The first few times, Rose and her brothers and sisters and cousins would race to his side when he called. But as the prize became more widely known and won—it was either a single sweet or the latest found peacock feather, and only after the purgatory of standing around while adults spoke and then answering a question from Daddy while the stranger never once looked at you—the older boys would not come from their cricket when their father called, nor would the younger boys abandon their chance to retrieve boundary balls and then heave their whole lives into the ball's flight back to the bowler. And when they realized there were no boys to race, the girls would not leave their games of netball and French cricket, either. And so eventually it was only Rose. She always went, not only because leaving netball and French cricket were no great trials for her, not only because going spared her sisters bottom slaps and her brothers thunderclaps and later because they were auditioning wedding bands and picking bouquets and fabric for going-away dresses and later holding crying babies and busy threatening their own children to eat or sleep: Yes to all of that, but Rose went most because she could not stand her Daddy calling and no one coming, his waiting in vain, and she loved to hear him tell that all belonged to her, that he did. And so, by twenty and well past twenty, her father had long since called for her and her alone. And while her sisters were called about boys, Rose was called and asked the question she'd been answering her whole remembered life.
He should pay, Daddy
.

Only this time Rose was not so certain, so ready. Joyful yes that her father had come home, but she was thirty. This morning, with her father at last come home and taking his tea in the birdsinging side-garden with the world again right and full, only now did Rose know that she needed more than a father. Her sisters' houses, her cousins', even her mother's squirrel cages: they teemed with life. And she had been sleeping on the same cot since she was ten. She had slept there also the night before, after watching this sudden new stranger smoking in the side-garden, shaking his old handsome head according to whatever principle also governed his wearing a worn-down suit her father would have long ago given to the cook's husband. Standing there like that. The poor fool.
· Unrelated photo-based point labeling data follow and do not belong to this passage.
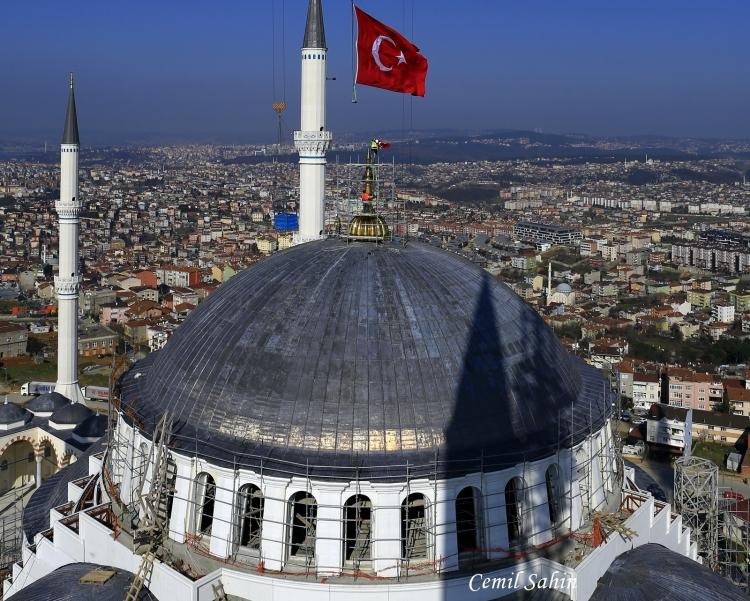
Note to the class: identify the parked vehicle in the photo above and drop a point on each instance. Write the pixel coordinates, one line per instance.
(37, 387)
(733, 494)
(96, 392)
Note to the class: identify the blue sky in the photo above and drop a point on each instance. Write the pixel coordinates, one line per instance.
(202, 70)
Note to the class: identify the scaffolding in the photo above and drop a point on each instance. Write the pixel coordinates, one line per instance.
(415, 548)
(348, 183)
(734, 539)
(152, 528)
(696, 497)
(11, 531)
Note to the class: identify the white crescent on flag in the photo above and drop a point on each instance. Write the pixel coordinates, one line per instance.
(376, 52)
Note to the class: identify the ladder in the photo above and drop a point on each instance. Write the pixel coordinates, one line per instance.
(219, 594)
(150, 532)
(155, 502)
(143, 574)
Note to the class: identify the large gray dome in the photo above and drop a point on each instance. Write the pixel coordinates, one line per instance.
(364, 356)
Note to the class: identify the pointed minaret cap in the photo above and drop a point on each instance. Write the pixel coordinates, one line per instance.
(315, 35)
(70, 135)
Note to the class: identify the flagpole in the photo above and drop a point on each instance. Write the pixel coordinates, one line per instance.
(354, 58)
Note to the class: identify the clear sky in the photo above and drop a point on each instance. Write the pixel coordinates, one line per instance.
(203, 70)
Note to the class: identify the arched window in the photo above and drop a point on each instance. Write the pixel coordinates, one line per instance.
(515, 509)
(554, 494)
(204, 498)
(250, 507)
(303, 512)
(357, 528)
(414, 527)
(469, 521)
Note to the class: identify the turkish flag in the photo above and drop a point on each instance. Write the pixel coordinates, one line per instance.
(386, 59)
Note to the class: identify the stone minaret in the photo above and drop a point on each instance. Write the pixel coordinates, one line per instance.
(67, 282)
(312, 141)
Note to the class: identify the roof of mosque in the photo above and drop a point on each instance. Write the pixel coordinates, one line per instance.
(47, 402)
(72, 413)
(654, 573)
(361, 357)
(74, 582)
(11, 413)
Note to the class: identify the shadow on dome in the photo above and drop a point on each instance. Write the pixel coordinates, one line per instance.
(491, 523)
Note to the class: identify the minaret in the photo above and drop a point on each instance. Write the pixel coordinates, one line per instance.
(312, 141)
(67, 282)
(549, 282)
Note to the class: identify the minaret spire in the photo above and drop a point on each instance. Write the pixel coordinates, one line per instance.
(312, 140)
(315, 35)
(68, 280)
(70, 134)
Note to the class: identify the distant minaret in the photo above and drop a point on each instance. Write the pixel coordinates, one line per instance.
(312, 141)
(67, 282)
(549, 282)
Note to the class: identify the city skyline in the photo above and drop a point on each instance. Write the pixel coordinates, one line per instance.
(601, 71)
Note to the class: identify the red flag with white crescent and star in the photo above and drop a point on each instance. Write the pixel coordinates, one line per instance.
(386, 59)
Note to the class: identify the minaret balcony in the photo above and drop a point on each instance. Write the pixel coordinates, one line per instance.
(67, 286)
(312, 142)
(67, 208)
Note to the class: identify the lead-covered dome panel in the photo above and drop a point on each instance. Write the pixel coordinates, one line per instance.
(362, 355)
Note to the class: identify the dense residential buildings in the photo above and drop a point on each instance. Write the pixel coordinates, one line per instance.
(13, 340)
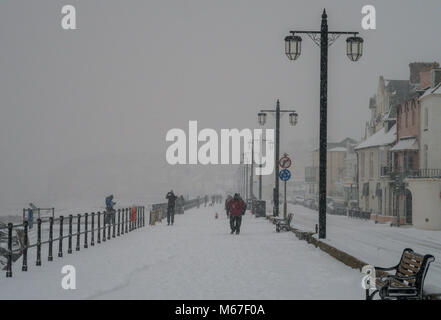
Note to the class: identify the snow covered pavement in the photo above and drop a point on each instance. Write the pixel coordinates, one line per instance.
(197, 258)
(376, 244)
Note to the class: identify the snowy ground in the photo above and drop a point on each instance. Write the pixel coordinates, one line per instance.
(196, 258)
(376, 244)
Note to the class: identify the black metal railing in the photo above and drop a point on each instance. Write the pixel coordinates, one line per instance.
(423, 173)
(116, 224)
(344, 211)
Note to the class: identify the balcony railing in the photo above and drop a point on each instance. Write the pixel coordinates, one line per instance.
(424, 173)
(417, 173)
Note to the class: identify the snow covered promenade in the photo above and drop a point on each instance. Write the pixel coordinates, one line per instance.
(376, 244)
(197, 258)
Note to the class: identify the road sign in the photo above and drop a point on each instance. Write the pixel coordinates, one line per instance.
(284, 175)
(285, 162)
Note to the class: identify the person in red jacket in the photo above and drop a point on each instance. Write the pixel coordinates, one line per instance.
(236, 207)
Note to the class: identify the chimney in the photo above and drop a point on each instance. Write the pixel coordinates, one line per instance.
(417, 67)
(435, 77)
(425, 79)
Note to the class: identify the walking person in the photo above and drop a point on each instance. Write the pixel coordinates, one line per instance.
(229, 198)
(236, 208)
(171, 197)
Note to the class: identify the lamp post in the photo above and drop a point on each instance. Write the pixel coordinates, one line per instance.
(293, 116)
(354, 51)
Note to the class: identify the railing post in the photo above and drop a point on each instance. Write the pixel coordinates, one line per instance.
(109, 225)
(119, 221)
(51, 238)
(127, 220)
(104, 226)
(86, 216)
(92, 236)
(38, 262)
(60, 243)
(113, 224)
(78, 232)
(9, 265)
(99, 227)
(25, 249)
(69, 244)
(122, 221)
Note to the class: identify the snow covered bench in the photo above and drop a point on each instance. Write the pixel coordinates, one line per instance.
(282, 224)
(408, 280)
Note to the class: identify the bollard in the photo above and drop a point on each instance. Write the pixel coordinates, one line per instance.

“I shall give my answer tomorrow,” Rose said.

“Tomorrow?” her father gasped.

“I cannot go and come from my village in one day,” Sam warned.

“Then you shall stay,” said Rose.

On the fourteenth morning, Sam was already waiting for them in the side-garden. Xavier could tell what his oldest girl was doing, what she wanted. At least, by that morning, he was willing to admit to himself, if not to anyone else, what had been evident to the whole watching world on the prior mornings Sam had come, walking faster each time and by now in scuffed shoes that were daily spit-shined, an old suit daily stone-pressed, his hair combed into a crest and his creased face shaved clean of its salt. And each time Rose told him to stay until tomorrow and the next morning he would walk even faster, faster, faster, until the fourteenth dawn when Sam was already there among the birds lighting upon their pedestal, smiling at Rose who was smiling at him as she had never before smiled at anyone, not even, no, not even at her father when he called and she always came. But how many girls this fellow had smiled at, Xavier could not tell. How many rich men's daughters? And yet, Xavier could tell he was not smiling with extortionate plotting but with nervousness and bliss and idiocy, with the joy of a girl smiling at him, and in this alone was the fellow like a young suitor, a proper suitor, a hopeful groom for Xavier De Moraes's eldest daughter.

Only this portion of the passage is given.